Question

How To Align Three Dna Sequences In Perl?

0

Entering edit mode

13.0 years ago

Ika838 ▴ 30

Hi! I have to align three DNA sequences in PERL. I found subroutine in "Genomic Perl: From Bioinformatics Basics to Working Code" which is based on Needleman–Wunsch Algorithm. But I have problem to create working script. Can anybody help me to create program which will work with this subroutine?

my $s1 = 'AAAATATATTTCGCTTTTTTATA';

my $s2 = 'AGAATATATTTCGGTTAATTATA';

my $s3 = 'AGAATATAATTCGGTCCATTATA';

sub similarity {

my($s1,$s2,$s3) = @_;

### fill in edges of cube

foreach my $i1 (0..length($s1)) { $M[$i1][0][0]=$g*$i1*2; }

foreach my $i2 (0..length($s2)) { $M[0][$i2][0]=$g*$i2*2; }

foreach my $i3 (0..length($s3)) { $M[0][0][$i3]=$g*$i3*2; }

### fill in sides of cube

## Side 1

foreach my $i1 (1..length($s1)) {

my $aa1 = substr($s1,$i1-1,1);

foreach my $i2 (1..length($s2)) {

my $aa2 = substr($s2,$i2-1,1);

$M[$i1][$i2][0]=max($M[$i1-1][$i2][0]+$g+$g,

$M[$i1][$i2-1][0]+$g+$g,

$M[$i1-1][$i2-1][0]+$g+p($aa1,$aa2));

}
}
## Side 2

foreach my $i1 (1..length($s1)) {

my $aa1 = substr($s1,$i1-1,1);

foreach my $i2 (1..length($s2)) {

my $aa2 = substr($s2,$i2-1,1);

$M[$i1][0][$i3] = max($M[$i1-1][0][$i3]+$g+$g,

$M[$i1][$i2-1][0]+$g+$g,

$M[$i1-1][$i2-1][0]+$g+p($aa1,$aa2));

}
}

## Side 3

foreach my $i1 (1..length($s1)) {

my $aa1 = substr($s1,$i1-1,1);

foreach my $i2 (1..length($s2)) {

my $aa2 = substr($s2,$i2-1,1);

$M[0][$i2][$i3] = max($M[0][$i2-1][$i3]+$g+$g,

$M[$i1][$i2-1][0]+$g+$g,

$M[$i1-1][$i2-1][0]+$g+p($aa1,$aa2));

}
}

foreach my $i1 (1..length($s1)) {

my $aa1 = substr($s1,$i1-1,1);

foreach my $i2 (1..length($s2)) {

my $aa2 = substr($s2,$i2-1,1);

my $p12 = p($aa1,$aa2);

foreach my $i3 (1..length($s3)) {

my $aa3 = substr($s3,$i3-1,1);

my $p13 = p($aa1,$aa3);

my $p23 = p($aa2,$aa3);

$M[$i1][$i2][$i3]

= max($M[$i1-1][$i2-1][$i3-1]+$p12+$p13+$p23,

$M[$i1-1][$i2-1][$i3]+$p12+$g+$g,

$M[$i1-1][$i2][$i3-1]+$g+$p13+$g,

$M[$i1][$i2-1][$i3-1]+$g+$g+$p23,

$M[$i1][$i2][$i3-1]+0+$g+$g,

$M[$i1][$i2-1][$i3]+$g+0+$g,

$M[$i1-1][$i2][$i3]+$g+$g+0);

}
}
}
return ($M[length($s1)][length($s2)][length($s3)]);

}

perl multiple homework • 5.1k views

ADD COMMENT • link updated 5.8 years ago by Biostar 20 • written 13.0 years ago by Ika838 ▴ 30

1

Entering edit mode

$g is not defined in the code sample; what is it?

ADD REPLY • link 13.0 years ago by Neilfws 49k

1

Entering edit mode

This is a classic homework problem.
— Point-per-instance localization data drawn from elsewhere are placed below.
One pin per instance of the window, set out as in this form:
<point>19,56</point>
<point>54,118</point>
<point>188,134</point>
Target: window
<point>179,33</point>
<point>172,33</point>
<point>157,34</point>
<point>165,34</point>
It gives you a lot if you solve it by yourself.

ADD REPLY • link 13.0 years ago by Aleksandr Levchuk 3.2k

score 2 · Answer 1 · 2011-05-07

The basic answer is that the subroutine expects 3 arguments (the 3 sequences) and returns a variable, which you can either print or assign to a new variable. Something like:

my $align = similarity($s1, $s2, $s3);

However, this will not work with the code in the question; there are several problems with it. One of these is the variable $g, which is not defined. Another is the inconsistent use of my. If you're going to use my, include "use strict;" at the top and use it consistently.

I don't think the code sample is particularly useful, if you're trying to implement Needleman-Wunsch in Perl. Try a Google search for something more useful. The first hit is a CPAN module for Needleman-Wunsch, which probably contains better code.